Hunspell is a free spell checker and morphological analyzer library
and command-line tool, licensed under LGPL/GPL/MPL tri-license.
Hunspell is used by LibreOffice office suite, free browsers, like
Mozilla Firefox and Google Chrome, and other tools and OSes, like
Linux distributions and macOS. It is also a command-line tool for
Linux, Unix-like and other OSes.
It is designed for quick and high quality spell checking and
correcting for languages with word-level writing system,
including languages with rich morphology, complex word compounding
and character encoding.
Hunspell interfaces: Ispell-like terminal interface using Curses
library, Ispell pipe interface, C++/C APIs and shared library, also
with existing language bindings for other programming languages.
Hunspell’s code base comes from OpenOffice.org’s MySpell library,
developed by Kevin Hendricks (originally a C++ reimplementation of
spell checking and affixation of Geoff Kuenning’s International
Ispell from scratch, later extended with eg. n-gram suggestions),
see http://lingucomponent.openoffice.org/MySpell-3.zip, and
its README, CONTRIBUTORS and license.readme (here: license.myspell) files.
Main features of Hunspell library, developed by László Németh:
Unicode support
Highly customizable suggestions: word-part replacement tables and
stem-level phonetic and other alternative transcriptions to recognize
and fix all typical misspellings, don’t suggest offensive words etc.
Complex morphology: dictionary and affix homonyms; twofold affix
stripping to handle inflectional and derivational morpheme groups for
agglutinative languages, like Azeri, Basque, Estonian, Finnish, Hungarian,
Turkish; 64 thousand affix classes with arbitrary number of affixes;
conditional affixes, circumfixes, fogemorphemes, zero morphemes,
virtual dictionary stems, forbidden words to avoid overgeneration etc.
Handling complex compounds (for example, for Finno-Ugric, German and
Indo-Aryan languages): recognizing compounds made of arbitrary
number of words, handle affixation within compounds etc.
Custom dictionaries with affixation
Stemming
Morphological analysis (in custom item and arrangement style)
Morphological generation
SPELLML XML API over plain spell() API function for easier integration
of stemming, morpological generation and custom dictionaries with affixation
Language specific algorithms, like special casing of Azeri or Turkish
dotted i and German sharp s, and special compound rules of Hungarian.

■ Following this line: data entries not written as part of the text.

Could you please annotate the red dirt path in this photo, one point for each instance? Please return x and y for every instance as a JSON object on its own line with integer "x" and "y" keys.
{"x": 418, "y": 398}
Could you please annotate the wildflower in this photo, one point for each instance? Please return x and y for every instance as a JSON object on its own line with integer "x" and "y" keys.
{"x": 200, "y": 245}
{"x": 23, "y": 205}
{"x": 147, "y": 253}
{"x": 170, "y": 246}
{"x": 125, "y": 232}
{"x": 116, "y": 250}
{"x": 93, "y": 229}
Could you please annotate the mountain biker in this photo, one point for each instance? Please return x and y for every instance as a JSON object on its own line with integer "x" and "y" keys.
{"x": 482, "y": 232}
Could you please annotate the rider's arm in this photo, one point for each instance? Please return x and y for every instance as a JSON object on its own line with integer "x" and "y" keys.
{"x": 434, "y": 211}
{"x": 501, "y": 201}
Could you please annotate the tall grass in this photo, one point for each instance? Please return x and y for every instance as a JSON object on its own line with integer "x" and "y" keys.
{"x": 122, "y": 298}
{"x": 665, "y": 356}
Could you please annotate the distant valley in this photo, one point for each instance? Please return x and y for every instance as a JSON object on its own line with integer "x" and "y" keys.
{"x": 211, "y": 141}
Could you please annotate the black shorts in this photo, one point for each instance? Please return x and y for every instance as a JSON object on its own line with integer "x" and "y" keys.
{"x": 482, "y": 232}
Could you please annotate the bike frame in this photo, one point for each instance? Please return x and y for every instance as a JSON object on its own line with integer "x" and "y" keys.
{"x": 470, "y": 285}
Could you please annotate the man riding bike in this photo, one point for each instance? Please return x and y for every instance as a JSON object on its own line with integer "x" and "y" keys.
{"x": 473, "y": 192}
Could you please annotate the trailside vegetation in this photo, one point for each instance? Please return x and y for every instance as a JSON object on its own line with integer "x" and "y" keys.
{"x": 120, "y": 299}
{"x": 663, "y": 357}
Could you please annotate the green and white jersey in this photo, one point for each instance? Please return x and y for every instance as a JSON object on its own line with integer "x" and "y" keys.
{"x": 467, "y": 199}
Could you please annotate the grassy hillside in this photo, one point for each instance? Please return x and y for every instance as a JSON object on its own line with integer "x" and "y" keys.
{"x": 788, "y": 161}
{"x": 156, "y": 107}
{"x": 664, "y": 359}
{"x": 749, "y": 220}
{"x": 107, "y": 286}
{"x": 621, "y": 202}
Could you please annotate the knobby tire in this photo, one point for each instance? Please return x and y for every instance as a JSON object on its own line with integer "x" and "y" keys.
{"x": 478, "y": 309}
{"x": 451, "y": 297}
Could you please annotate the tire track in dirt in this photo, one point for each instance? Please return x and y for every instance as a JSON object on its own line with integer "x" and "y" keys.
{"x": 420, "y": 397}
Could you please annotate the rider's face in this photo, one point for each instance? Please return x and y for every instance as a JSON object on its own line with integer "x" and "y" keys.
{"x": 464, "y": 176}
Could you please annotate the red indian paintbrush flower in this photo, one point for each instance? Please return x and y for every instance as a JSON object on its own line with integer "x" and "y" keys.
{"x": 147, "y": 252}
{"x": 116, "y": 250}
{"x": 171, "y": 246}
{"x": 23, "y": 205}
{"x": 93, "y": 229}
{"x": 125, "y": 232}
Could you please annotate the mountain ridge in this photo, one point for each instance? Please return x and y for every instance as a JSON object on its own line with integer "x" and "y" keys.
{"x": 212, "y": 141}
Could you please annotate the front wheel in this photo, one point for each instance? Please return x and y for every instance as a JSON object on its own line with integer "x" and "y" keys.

Main features of Hunspell command line tool, developed by László Németh:
Reimplementation of quick interactive interface of Geoff Kuenning’s Ispell
Custom dictionaries with optional affixation, specified by a model word
Multiple dictionary usage (for example hunspell -d en_US,de_DE,de_medical)
Various filtering options (bad or good words/lines)
Morphological analysis (option -m)
Stemming (option -s)
See man hunspell, man 3 hunspell, man 5 hunspell for complete manual.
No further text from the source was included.